Agent B does the same. But instead of just listing the bullet points, they show the client a story. A family who lost their income and was saved by this exact coverage. A child who was kept in college by the policy they picked. The client becomes the main character of that story Career Success, the hero who provided for their family thanks to U-Agent-A’s help.
Which agent do you think gets the callback?
Of course, a bilingual insurance sales rep has a leg up on most of the competition when it comes to storytelling. Consider this scenario again. This time, Agent A and Agent B are fluent in Spanish.
Now they’re not just selling insurance. They’re telling insurance to families that speak Spanish as their primary language. Families that may have never even considered buying insurance before because no one in the industry who could speak to them felt they truly understood them.

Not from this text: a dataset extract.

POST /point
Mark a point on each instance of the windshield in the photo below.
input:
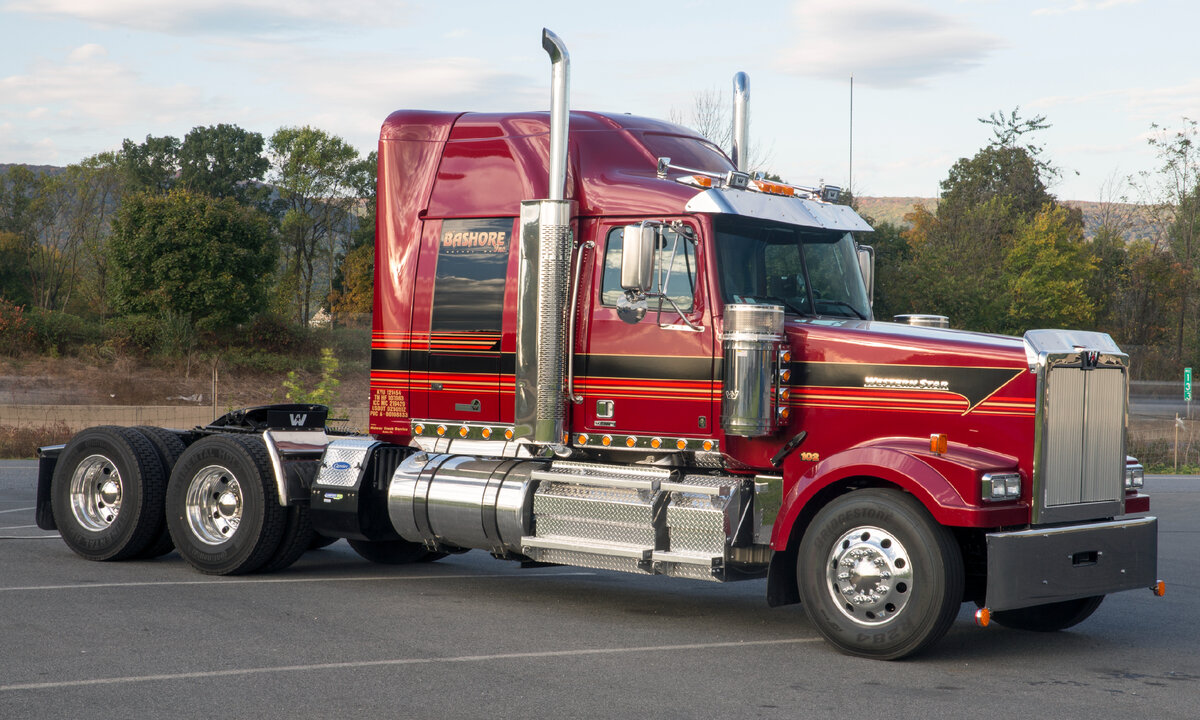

That’s an opportunity to do some serious good. And it all comes down to using your voice.
What Makes an Insurance Career Worth Pursuing Right Now
It’s a great time to be an insurance agent.
Baby boomers are set to retire en masse over the next decade. At current trends, nearly 50% of the industry will be looking to retire by 2028. That’s entry-level positions. That’s manager roles. That’s veteran agents with a book of business opportunities.
Put simply: there’s going to be room for newcomers. And those newcomers will be welcomed by agencies who are ready to hand leadership reins over to fresh faces Career Success.
On top of that, agents can expect to make a median annual salary of $60,370. (To put that into perspective, the top 10% of insurance sales agents make over $135,000 annually.)
There’s training to consider, of course. But if you’re worried about starting from scratch:
Don’t be.
Sure, insurance agents need licenses. They need to be able to understand policies and speak the language of the industry. But agencies know this too. That’s why most offer new-hire training and mentorship programs. Teaching someone how insurance works when they already know how to sell? Easy.
The Edge That Puts One Agent Ahead of Another
Okay, one more question for you:
Why do two insurance agents with the same resources, training, and support end up with radically different books of business?
The answer, nine times out of ten, is soft skills.
Sure, there are exceptions. An agent who crunches numbers better than their colleague may come out on top in certain scenarios. But generally speaking, when you compare two agents who are almost equal in experience and know-how? It comes down to who’s better at selling with heart.
The agent who returns client calls when they promise they will. The agent who remembers that Mrs. Smith’s dog just passed away, and checks in to see how her family is doing. The agent who makes their clients feel like…well, clients.
Not objects. Not rolling revenue streams.
Clients.
Thank you, English class. Whoever said you never use creative writing in real life clearly didn’t consider insurance agent careers.
Insurance agents write policies. They write follow-up emails. They craft emails that break bad news to clients in a way that preserves the agency/client relationship Career Success.
Anyone who’s excelled at writing before should feel that coming. Storytellers understand the power of words. They know how to get people to feel heard. How to foster trust by helping clients tell their story.
That’s what agents do.
They tell their clients’ stories. With the help of the right insurance policy.
Putting a Bow On It
When it comes down to it, insurance agent careers are really about trust.
Trust that you have your clients’ best interests at heart. That you’ll do everything in your power to find them the best fit. That you won’t take “no” for an answer until they’re sure.
Trust isn’t built over email or by reading from a policy summary. It’s built face-to-face. When you sit down with someone and ask them about their life. Their worries. Their dreams.
Agents who are naturally gifted speakers have spent their lives doing this already. Now all they need to do is learn a little about insurance. Get licensed. Find the right agency to work at.
Oh, and take that career jump. Because jobs in insurance are waiting for people with your skills.
Don’t stop now. Uncover our full library of insights at The Tispy Gypsies.